La cuestión de la ilustración
Aquí es donde el proyecto se vuelve realmente interesante para cualquiera que trabaje en identidad visual. La tentación con una marca de perros es usar fotografía hiperrealista o ilustraciones digitales pulidas que corren el riesgo de parecer un icono de aplicación. Crown Creative tomó un rumbo diferente, encargando una serie de dibujos de líneas sueltas y texturizadas de la diseñadora Brigid Johnson que se sitúan en algún lugar entre una caricatura de New Yorker y un boceto rápido en el margen de un cuaderno.

Las ilustraciones presentan a las mascotas de los fundadores y a los perros de los miembros del equipo de Crown. Aparecen en movimiento (caminando, sentados, estirándose), representados con una economía de líneas que transmite carácter y raza sin caer en la caricatura. Dibujos específicos de la ubicación anclan la marca en su vecindario, haciendo referencia a la calle 25 y a lugares emblemáticos de Nueva York.
Color de los propios perros
La paleta de colores es otro ejemplo de cómo se resuelve un brief desde adentro hacia afuera, en lugar de alcanzarlo desde un tablero de inspiración. Los tonos—gris de Weimaraner, crema de Husky, marrón ónice profundo, y un acento audaz, llamado Goldie, en honor a uno de los dachshunds de Jeffrey y Gabriella—se extraen directamente de los abrigos de los perros.

Esto resonará con cualquiera que haya intentado justificar una paleta a un cliente escéptico. La narrativa aquí está construida: estos colores están aquí porque son de los perros. Los naturales apagados crean la base de lujo; Goldie aporta energía al sistema sin gritar por atención.
Copys que justifican el juego de palabras
Los juegos de palabras sobre perros son un campo minado. Usados incorrectamente, indican que una marca no se toma lo suficientemente en serio como para ser confiable con tu mascota.
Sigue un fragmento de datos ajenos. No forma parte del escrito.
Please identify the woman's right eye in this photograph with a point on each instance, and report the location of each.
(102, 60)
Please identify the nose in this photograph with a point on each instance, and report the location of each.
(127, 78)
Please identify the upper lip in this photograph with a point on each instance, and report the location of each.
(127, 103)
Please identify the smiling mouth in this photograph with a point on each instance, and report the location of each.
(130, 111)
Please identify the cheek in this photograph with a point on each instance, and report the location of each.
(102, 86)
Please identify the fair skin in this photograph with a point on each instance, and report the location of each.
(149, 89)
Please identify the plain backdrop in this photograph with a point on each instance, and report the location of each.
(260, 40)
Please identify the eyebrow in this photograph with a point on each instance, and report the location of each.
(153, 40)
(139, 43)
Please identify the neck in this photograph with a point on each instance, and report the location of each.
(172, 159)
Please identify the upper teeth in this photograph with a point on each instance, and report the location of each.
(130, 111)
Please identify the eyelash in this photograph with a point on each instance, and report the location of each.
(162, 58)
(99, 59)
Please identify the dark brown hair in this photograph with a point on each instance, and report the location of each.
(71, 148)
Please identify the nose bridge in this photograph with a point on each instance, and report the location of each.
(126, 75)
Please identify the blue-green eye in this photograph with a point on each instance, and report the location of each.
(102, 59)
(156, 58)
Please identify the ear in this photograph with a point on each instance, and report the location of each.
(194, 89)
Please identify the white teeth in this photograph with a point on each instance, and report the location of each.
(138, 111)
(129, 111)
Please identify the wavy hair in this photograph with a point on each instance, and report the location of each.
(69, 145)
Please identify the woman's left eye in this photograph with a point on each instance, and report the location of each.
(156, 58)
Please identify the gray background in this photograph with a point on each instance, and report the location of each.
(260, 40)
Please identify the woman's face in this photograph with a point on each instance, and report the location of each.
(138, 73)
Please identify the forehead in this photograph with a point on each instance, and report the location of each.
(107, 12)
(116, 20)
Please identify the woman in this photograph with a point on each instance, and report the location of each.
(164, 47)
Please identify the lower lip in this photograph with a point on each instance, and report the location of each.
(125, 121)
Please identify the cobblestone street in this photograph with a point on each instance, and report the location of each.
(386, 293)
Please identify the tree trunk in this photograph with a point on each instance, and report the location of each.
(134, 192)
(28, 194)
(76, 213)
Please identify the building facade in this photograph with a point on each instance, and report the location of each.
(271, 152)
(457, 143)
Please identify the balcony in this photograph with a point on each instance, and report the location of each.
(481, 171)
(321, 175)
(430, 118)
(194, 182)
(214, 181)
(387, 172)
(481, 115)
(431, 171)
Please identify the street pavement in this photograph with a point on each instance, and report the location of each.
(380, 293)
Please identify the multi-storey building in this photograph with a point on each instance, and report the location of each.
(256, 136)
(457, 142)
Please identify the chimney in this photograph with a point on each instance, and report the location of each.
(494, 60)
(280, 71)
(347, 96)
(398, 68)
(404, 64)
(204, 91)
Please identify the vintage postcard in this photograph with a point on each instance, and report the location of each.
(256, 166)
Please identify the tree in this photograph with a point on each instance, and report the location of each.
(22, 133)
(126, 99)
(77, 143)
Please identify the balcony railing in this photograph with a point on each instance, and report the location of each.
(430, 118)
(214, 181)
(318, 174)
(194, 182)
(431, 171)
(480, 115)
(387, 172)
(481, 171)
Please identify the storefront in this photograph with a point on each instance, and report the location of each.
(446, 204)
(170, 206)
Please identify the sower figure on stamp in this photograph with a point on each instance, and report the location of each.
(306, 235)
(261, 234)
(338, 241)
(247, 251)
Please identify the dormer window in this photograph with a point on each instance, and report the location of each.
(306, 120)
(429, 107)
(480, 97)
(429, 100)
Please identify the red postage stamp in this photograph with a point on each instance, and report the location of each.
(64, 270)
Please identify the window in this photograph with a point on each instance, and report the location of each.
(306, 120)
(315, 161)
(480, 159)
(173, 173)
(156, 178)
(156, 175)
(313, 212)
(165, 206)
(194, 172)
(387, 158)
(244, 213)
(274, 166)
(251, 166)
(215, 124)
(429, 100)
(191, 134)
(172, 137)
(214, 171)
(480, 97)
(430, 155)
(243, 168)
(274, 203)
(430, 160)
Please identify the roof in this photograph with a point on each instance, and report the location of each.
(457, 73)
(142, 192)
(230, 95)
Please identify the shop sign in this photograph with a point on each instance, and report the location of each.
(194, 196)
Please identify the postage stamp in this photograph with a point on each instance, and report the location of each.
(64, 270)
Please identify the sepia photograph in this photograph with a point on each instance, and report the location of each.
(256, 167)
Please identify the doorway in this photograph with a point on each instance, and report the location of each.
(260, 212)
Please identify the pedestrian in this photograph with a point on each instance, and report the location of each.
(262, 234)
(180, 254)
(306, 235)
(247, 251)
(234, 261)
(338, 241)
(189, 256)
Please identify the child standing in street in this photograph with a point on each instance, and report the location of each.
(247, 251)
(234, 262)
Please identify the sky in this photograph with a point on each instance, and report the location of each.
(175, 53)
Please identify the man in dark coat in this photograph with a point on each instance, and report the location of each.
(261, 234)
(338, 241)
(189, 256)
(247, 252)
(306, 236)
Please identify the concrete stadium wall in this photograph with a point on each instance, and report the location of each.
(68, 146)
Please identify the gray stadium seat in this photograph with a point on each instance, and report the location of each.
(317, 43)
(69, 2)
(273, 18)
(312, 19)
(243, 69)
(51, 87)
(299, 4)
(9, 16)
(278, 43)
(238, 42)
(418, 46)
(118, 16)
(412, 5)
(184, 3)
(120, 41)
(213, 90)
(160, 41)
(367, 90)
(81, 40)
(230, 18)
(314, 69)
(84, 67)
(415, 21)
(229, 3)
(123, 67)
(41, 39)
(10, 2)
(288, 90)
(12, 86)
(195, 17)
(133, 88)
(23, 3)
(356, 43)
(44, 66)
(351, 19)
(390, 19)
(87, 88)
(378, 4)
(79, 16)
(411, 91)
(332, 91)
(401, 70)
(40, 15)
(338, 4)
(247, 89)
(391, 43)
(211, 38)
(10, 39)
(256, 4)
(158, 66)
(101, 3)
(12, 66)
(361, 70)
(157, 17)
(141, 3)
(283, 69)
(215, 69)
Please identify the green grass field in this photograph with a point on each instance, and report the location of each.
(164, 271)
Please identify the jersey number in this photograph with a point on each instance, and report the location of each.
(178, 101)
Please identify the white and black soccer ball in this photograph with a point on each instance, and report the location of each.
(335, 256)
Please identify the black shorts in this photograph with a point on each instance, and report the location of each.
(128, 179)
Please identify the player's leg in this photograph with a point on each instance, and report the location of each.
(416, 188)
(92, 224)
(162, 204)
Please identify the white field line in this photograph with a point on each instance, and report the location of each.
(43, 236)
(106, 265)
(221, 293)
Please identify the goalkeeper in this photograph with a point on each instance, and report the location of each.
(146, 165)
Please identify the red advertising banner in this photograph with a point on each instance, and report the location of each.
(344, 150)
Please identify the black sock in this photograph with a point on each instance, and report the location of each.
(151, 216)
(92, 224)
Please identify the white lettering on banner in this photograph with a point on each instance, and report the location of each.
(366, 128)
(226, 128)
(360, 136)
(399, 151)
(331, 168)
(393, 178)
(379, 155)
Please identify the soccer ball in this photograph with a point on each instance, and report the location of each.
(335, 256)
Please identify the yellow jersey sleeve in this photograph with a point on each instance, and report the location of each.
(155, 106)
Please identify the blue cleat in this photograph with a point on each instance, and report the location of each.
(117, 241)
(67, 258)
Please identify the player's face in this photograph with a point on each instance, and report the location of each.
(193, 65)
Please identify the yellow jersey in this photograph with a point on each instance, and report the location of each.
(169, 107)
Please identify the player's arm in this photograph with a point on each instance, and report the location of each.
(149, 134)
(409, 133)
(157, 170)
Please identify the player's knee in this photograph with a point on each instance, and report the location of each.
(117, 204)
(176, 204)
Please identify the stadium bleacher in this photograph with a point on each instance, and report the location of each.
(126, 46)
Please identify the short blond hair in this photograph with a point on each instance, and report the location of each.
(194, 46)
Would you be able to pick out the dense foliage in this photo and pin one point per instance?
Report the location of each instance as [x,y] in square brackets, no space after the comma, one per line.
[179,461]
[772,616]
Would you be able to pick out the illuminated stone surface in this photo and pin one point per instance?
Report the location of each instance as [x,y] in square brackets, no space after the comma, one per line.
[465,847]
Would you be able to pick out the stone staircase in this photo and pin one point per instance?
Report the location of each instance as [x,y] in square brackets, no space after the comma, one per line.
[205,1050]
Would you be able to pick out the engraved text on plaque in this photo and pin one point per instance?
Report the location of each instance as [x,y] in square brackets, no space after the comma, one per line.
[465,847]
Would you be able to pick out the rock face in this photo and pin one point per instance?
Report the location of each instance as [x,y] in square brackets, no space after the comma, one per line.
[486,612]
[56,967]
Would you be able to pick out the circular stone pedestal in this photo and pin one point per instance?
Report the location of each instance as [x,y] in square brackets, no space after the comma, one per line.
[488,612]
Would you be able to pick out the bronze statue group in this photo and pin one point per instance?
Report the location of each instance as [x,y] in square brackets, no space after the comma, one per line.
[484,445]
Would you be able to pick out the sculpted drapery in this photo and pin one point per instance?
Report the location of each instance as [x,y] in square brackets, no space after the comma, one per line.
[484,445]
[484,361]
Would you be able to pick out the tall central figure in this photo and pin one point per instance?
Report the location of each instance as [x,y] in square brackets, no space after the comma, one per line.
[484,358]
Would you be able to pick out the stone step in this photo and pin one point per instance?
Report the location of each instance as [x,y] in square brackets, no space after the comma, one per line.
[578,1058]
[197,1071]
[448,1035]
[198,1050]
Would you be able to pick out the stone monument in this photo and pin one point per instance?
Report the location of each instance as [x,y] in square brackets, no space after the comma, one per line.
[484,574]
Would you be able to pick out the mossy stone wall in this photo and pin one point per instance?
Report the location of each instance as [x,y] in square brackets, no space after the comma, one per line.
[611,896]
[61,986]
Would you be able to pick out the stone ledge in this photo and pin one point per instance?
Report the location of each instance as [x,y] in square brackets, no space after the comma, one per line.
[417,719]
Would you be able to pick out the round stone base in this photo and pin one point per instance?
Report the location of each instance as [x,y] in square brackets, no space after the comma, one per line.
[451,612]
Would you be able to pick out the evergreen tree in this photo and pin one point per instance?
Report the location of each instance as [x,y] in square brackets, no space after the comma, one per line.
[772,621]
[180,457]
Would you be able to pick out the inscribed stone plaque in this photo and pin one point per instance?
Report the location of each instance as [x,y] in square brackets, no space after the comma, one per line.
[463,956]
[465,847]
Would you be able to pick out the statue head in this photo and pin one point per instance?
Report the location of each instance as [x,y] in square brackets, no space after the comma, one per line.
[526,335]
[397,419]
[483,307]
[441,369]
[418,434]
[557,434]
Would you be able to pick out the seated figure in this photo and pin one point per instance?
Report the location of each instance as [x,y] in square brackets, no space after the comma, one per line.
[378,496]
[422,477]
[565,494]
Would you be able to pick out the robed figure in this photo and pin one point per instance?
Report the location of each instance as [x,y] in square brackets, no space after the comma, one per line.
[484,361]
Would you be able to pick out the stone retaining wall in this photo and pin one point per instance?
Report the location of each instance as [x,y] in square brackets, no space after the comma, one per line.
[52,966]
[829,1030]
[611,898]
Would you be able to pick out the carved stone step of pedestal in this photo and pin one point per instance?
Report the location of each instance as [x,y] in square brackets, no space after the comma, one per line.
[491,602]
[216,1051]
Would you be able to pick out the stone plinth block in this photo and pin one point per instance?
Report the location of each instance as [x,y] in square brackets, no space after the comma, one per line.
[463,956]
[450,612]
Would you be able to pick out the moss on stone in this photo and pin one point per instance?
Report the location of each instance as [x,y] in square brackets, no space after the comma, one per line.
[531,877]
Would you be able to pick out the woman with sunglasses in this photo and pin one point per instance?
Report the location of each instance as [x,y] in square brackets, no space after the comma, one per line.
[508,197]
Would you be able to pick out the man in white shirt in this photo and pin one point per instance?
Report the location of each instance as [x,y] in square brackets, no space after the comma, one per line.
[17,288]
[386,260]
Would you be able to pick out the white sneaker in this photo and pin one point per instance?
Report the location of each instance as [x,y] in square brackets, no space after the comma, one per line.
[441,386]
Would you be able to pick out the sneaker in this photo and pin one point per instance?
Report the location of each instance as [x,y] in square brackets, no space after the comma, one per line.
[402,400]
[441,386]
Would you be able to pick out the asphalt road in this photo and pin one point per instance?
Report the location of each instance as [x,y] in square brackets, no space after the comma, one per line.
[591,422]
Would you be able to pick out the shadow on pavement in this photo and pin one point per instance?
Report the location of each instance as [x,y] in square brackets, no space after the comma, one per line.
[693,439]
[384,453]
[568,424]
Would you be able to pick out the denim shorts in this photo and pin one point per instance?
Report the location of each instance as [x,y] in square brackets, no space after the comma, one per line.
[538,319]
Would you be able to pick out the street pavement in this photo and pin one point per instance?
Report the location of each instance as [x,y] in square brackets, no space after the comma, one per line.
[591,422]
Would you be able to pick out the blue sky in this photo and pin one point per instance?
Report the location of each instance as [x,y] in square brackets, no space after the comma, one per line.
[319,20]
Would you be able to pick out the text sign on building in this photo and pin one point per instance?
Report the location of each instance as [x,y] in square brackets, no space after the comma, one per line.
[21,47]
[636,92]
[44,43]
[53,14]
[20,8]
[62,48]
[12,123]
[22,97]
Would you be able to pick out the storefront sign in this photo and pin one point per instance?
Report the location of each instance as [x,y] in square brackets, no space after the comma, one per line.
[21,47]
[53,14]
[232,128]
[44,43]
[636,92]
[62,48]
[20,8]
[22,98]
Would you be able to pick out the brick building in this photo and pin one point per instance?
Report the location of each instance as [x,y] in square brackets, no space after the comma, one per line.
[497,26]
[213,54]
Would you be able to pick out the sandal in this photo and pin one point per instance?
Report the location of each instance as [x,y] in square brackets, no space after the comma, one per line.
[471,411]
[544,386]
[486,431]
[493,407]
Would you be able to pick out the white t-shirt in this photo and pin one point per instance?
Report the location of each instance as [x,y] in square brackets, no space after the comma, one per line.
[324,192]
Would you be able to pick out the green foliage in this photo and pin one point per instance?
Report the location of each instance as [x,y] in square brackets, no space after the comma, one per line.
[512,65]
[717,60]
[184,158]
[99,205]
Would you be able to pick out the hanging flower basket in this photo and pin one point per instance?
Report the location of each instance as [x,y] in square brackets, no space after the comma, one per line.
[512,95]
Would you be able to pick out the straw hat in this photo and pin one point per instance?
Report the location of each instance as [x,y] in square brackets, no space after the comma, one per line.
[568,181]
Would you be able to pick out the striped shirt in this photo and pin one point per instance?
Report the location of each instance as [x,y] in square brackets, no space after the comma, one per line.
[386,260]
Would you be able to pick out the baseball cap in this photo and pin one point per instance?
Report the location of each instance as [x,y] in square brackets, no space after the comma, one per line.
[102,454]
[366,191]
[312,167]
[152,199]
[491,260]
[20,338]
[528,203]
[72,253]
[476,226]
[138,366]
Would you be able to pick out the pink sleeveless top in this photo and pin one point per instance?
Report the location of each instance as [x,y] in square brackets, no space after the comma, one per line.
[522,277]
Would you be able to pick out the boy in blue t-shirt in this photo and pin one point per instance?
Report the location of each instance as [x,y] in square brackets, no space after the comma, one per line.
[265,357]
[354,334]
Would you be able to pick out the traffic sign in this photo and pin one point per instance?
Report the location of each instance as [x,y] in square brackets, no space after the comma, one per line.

Usados bien (con moderación y buen timing), crean la sensación de que la marca está en la broma, sin que la broma sea toda la personalidad.
La redacción de Crown camina por esta línea con cuidado. Las frases cortas (“Bone Appétit”, “No Ruff Days”, “Welcome to the Pack”) aportan ligereza; el copy de marca más extenso ofrece seguridad y claridad. Una tipografía de acento dibujada a mano maneja lo que el estudio de caso llama “habla perruna”, apareciendo lo suficiente para mantener el encanto. El tono general es lo suficientemente confiado como para llevar un juego de palabras, sin depender de uno.
Lo que los diseñadores pueden aprender
La economía de lujo para mascotas es real y está en crecimiento. Barkhouse es un signo de un cambio más amplio en cómo los consumidores se relacionan con la tenencia de mascotas: menos transacción, más identidad. Y donde el gasto del consumidor se convierte en identidad, el diseño de marca debe seguir el mismo camino.
Pero las lecciones aquí no son solo para mascotas. El trabajo de Crown es esencialmente una clase magistral en diseñar para la proximidad emocional: entender que el usuario final (el perro) y el cliente que paga (el dueño) tienen necesidades diferentes, y que una identidad genuinamente buena debe sostener ambas simultáneamente en lugar de optar por una. El punto más amplio—la moderación sobre la novedad, la coherencia sobre la astucia, la especificidad sobre la señalización de lujo genérica—se aplica a casi cualquier brief donde la tentación es alcanzar primero la versión obvia. En resumen, Barkhouse tiene una identidad de marca que no podría haber sido creada para ningún otro cliente. En una categoría que apenas existía hasta ahora, ese es el ideal.